Plaintiff sued sellers, the title company, and his lawyer. All three successfully moved for summary judgment. Plaintiff appealed each, but this post focuses only on plaintiff's claims against the sellers and his appeal of the trial court's decision on the sellers' summary judgment motion, which was affirmed by the Appellate Division.

The Appellate Division observed that the issue on appeal involved several provisions in the sales contract, all of which referenced "the closing," but none of which defined that term. For example, the sale contract included a "customary" term found in the "Standard Form of Real Estate Contract promulgated by the New Jersey Association of Realtors," which provided: "The risk of loss or damage to the Property by fire or otherwise, except ordinary wear and tear, is on the Seller until the Closing."  Other provisions contained representations from the sellers, including that "all heating systems now work and shall be in proper working order at the time of Closing." Other provisions made clear, however, that seller's representation about the property did not survive "closing of title," and that sellers did not guarantee the condition of the property "after the deed and affidavit of title [were] delivered to the Buyer at the Closing."

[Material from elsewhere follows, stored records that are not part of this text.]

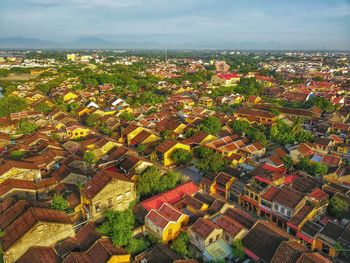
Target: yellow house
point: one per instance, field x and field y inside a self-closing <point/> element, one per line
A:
<point x="41" y="226"/>
<point x="19" y="170"/>
<point x="107" y="190"/>
<point x="165" y="149"/>
<point x="69" y="95"/>
<point x="165" y="223"/>
<point x="76" y="132"/>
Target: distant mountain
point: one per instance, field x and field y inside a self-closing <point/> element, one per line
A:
<point x="25" y="42"/>
<point x="97" y="43"/>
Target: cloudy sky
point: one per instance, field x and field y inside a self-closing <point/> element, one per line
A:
<point x="305" y="23"/>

So, the question for the Appellate Division was: When did the closing occur? The scheduled closing date when all relevant documents were exchanged? The date plaintiff's check cleared? The date plaintiff picked up the keys from the title company? Some other date?

The trial court held that the closing occurred on the scheduled date because that was when "title had passed with the sellers' execution of the deed." Thus, the sellers were not liable for any damage to the property after that date. The Appellate Division disagreed, observing that, "[i]f, for some reason, the [buyer's] checks did not clear through the banking system and the purchase funds were not duly transferred, the transaction would not have been consummated and title would have remained with the sellers." Therefore, the closing was not complete on New Year's Eve, and "the risk of loss on the premises continued with the [sellers] through the point in time when the checks for the purchase cleared."

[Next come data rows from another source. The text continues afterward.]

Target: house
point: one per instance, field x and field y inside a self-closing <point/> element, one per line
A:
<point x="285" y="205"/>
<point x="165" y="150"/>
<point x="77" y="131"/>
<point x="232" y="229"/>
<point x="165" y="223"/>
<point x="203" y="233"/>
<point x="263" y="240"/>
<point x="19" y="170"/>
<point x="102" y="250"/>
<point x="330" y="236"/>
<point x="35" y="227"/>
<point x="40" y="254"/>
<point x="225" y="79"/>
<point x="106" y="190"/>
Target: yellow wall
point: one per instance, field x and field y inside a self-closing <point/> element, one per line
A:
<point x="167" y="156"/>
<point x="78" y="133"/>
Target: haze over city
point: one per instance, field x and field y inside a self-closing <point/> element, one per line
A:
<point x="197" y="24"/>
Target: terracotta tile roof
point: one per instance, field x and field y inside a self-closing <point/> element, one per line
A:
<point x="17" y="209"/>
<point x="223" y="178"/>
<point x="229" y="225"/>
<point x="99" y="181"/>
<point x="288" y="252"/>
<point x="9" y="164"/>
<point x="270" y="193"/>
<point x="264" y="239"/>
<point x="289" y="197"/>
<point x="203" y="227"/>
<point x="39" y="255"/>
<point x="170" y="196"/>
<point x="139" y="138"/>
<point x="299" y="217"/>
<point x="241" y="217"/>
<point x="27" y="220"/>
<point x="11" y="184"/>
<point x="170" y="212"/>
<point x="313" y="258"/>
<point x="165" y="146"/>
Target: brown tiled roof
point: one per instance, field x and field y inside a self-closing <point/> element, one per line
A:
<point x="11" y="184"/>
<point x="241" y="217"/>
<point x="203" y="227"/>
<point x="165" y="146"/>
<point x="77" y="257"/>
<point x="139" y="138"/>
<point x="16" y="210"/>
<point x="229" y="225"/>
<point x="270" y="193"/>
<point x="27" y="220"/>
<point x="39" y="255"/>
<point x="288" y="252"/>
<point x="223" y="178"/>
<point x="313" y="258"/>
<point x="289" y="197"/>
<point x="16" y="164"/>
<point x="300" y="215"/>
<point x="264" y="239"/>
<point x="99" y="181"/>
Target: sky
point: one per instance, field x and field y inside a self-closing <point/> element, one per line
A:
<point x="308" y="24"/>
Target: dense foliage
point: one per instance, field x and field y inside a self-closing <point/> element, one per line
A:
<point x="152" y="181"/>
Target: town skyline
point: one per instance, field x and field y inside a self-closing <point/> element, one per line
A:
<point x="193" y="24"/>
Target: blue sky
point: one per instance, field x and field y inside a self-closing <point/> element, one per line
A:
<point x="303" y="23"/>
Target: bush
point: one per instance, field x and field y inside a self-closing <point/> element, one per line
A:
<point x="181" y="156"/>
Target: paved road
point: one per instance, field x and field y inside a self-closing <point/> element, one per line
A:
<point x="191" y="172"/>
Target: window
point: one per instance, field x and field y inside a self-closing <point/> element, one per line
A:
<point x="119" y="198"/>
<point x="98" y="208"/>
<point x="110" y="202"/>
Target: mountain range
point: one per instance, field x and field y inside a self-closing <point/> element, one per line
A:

Unfortunately for plaintiff, this did not help his cause because the Appellate Division held that plaintiff's checks cleared on January 2nd, several days before plaintiff returned to the home and found the property damage. Therefore, the "closing" was complete on January 2nd.

In reaching this conclusion, the Appellate Division rejected plaintiff's testimony that the title company only confirmed that his check had cleared on January 6th, and that he could not, therefore, get the keys to the home until January 7th, the same day he discovered the property damage. This version of events was corroborated by plaintiff's counsel, who also testified that he did not learn that the check had cleared until January 6th, when he spoke with someone from the title company.

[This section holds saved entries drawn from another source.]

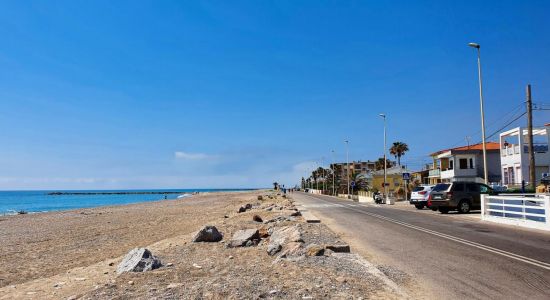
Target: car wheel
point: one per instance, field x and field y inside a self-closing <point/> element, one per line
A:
<point x="464" y="207"/>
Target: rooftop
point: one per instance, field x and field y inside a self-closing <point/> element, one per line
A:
<point x="479" y="147"/>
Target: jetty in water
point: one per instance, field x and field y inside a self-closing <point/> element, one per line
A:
<point x="121" y="193"/>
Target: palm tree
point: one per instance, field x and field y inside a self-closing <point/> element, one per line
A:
<point x="361" y="183"/>
<point x="398" y="149"/>
<point x="379" y="164"/>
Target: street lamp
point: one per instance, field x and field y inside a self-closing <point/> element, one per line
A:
<point x="485" y="172"/>
<point x="347" y="163"/>
<point x="324" y="174"/>
<point x="333" y="175"/>
<point x="385" y="162"/>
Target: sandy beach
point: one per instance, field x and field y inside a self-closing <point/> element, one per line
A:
<point x="74" y="254"/>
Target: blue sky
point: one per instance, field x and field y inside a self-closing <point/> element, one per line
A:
<point x="198" y="94"/>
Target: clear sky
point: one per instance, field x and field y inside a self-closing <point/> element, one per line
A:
<point x="199" y="94"/>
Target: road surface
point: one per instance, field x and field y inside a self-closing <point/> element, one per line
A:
<point x="450" y="256"/>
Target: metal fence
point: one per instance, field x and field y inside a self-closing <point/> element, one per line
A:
<point x="531" y="211"/>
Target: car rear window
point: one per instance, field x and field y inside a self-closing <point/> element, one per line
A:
<point x="441" y="187"/>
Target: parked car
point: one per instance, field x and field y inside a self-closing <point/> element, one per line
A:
<point x="459" y="195"/>
<point x="419" y="196"/>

But the real estate agent, who was acting as a dual agent on the deal, testified that she texted plaintiff on January 2nd and January 4th, asking him if he wanted her to pick up the keys, thus suggesting that the check had cleared on January 2nd. The texts were included in the record before the trial court. In addition, the title company paid the agent her commission on January 2nd, which it could not have done before the check cleared.

Finally, after plaintiff returned to the home on January 7th and discovered the property damage, he contacted the real estate agent to find out if the sellers had turned off the furnace. She confirmed that they had not, and then texted plaintiff: "I would be very angry with my attorney if I were you because he's lying to you if he told you we only closed today. Everything was closed and finalized last Thursday [January 2, 2014]. You should have had the keys and been checking on that house. I would have been doing it for you if I picked them up Thursday." All of this evidence confirmed that the checks had cleared on January 2nd, which was the date the "closing" was complete.

Thus, even though the Appellate Division held that the closing occurred on January 2nd, when the checks cleared and title transferred to the buyer, instead of New Year’s Eve, as the trial court had held, it was not enough to save the buyer’s claims against the sellers for the property damage that he discovered on January 7th.